La défaite totale de la Pologne pourrait se révéler fatale au pacte germano-soviétique. Après s’être installé aux frontières de l’Ukraine et de la Biélorussie, Hitler proposera à Staline de donner un caractère plus actif à son « amitié » nouvelle. Il pourrait en même temps se tourner vers Paris et Londres en leur proposant de donner à l’armée allemande la possibilité d’avancer plus loin vers l’Est, et se montrerait tout à fait disposé, en échange, à s’engager en même temps à ne pas soulever la question des colonies pendant vingt-cinq ou trente ans (Hitler échange volontiers l’espace contre le temps). Sous la pression de ce double chantage, Staline devra fixer définitivement son choix. Pour maintenir les deux possibilités, les stations de radio de Moscou donnent en russe les informations favorables aux nations occidentales et en allemand celles qui sont favorables à l’Allemagne. Il est difficile d’imaginer expression plus symbolique de la politique de double jeu du Kremlin ainsi que du caractère personnel de Staline. Comment ce double jeu va-t-il être résolu ?

Staline comprend ce que même l’ex-Kaiser Guillaume II a compris : que, dans le cas d’une guerre prolongée, Hitler va droit vers une grande catastrophe. Mais tout le problème est une question de temps et de rythme. Dans sa course à l’abîme, Hitler peut, non seulement écraser la Pologne, mais aussi porter des coups qui pourraient coûter sa tête à l’oligarchie du Kremlin.

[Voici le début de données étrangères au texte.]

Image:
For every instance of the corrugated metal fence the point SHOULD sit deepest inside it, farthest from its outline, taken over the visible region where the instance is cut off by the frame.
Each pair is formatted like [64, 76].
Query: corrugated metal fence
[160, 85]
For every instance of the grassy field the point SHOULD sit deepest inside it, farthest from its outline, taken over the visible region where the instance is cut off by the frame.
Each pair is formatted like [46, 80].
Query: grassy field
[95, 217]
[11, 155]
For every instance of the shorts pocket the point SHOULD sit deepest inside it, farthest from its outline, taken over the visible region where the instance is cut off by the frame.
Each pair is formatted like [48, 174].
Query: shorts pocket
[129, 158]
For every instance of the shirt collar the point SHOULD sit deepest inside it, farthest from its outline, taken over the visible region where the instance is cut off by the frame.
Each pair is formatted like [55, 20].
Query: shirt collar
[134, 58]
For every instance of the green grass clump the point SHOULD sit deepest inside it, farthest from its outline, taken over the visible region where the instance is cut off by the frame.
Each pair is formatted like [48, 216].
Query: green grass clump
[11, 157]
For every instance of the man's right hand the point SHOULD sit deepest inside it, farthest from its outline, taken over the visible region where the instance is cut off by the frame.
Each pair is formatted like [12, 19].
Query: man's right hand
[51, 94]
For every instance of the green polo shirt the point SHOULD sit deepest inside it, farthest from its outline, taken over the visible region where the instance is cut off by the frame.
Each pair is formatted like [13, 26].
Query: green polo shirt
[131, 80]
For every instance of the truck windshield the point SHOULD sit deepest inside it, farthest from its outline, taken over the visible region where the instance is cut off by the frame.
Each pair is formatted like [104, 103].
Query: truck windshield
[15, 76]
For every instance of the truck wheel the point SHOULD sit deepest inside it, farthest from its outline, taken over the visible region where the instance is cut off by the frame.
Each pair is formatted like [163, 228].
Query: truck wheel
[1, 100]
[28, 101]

Or ces messieurs mettent leur tête au-dessus de tout. Pour leur salut, ils peuvent être amenés à faire avec Hitler un chemin beaucoup plus long qu’ils ne le souhaitaient au moment de la conclusion du pacte.

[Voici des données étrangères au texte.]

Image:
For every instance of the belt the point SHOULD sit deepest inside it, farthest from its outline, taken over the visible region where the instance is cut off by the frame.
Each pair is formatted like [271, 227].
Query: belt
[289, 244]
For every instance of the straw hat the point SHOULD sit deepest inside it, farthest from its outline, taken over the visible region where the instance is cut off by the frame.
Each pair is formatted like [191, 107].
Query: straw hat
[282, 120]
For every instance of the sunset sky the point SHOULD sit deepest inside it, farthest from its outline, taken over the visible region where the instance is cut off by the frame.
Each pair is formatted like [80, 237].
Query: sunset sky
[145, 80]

Il est vrai que, sur cette route, il existe l’obstacle de l’extrême impopularité dans les masses de l’alliance avec le fascisme. Molotov y a récemment fait allusion dans son dernier discours, en déplorant que « la propagande simpliste » (c’est-à-dire la propagande du Comintern d’hier contre le fascisme) ait donné naissance, même en Union soviétique, à [un courant] d’hostilité à un accord germano-soviétique. Les informations radiodiffusées en russe dont il a été parlé plus haut l’attestent. Mais Staline compte bien venir à bout de l’opinion publique de son propre pays par de nouvelles purges : l’hostilité des ouvriers et des paysans russes, à la différence de celle de Hitler, n’est pas encore armée. Ainsi, après avoir commencé comme intendant de Hitler, Staline peut-il devenir son demi-prisonnier et allié.

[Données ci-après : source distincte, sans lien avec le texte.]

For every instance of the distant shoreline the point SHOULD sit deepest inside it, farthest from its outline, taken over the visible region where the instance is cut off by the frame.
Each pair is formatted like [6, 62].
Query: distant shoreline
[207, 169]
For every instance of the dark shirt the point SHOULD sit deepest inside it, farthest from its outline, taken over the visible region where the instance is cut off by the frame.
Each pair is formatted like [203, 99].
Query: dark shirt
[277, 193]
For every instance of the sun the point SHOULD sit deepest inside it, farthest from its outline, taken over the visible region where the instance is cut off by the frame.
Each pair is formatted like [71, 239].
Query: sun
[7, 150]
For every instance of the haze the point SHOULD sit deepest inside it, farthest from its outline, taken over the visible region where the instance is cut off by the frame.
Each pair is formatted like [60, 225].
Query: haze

Mais le Kremlin ne peut-il opérer un nouveau revirement, rompre le pacte germano-soviétique et, à la dernière minute se retourner contre Hitler? Pour cela, il faudrait, bien sûr, que la France et l’Angleterre remportent dans la prochaine période de sérieux succès militaires et il faudrait en outre aux États-Unis une révision radicale de la loi sur la neutralité. Mais le Kremlin ne se lancerait guère dans une guerre contre Hitler, même dans ce cas. Cependant la concentration de forces importantes sur la frontière occidentale permettrait à Staline de rejeter de nouvelles exigences, absolument inévitables, de Hitler.

Seuls des bavards tout à fait ignares ou des agents du Kremlin peuvent relier la question de la direction de la politique de Moscou avec les idées de la classe ouvrière internationale, les tâches du socialisme, les principes de la démocratie, etc. En réalité, la politique de Moscou est déterminée exclusivement par la lutte de l’oligarchie dirigeante pour sa propre préservation. Le choix par le Kremlin de sa route sera déterminé par le rapport de forces matériel entre les deux camps et par le déroulement des opérations militaires dans les prochaines semaines. Il serait peut-être plus juste de parler, non pas du « choix d’une voie », mais de la direction du prochain zigzag.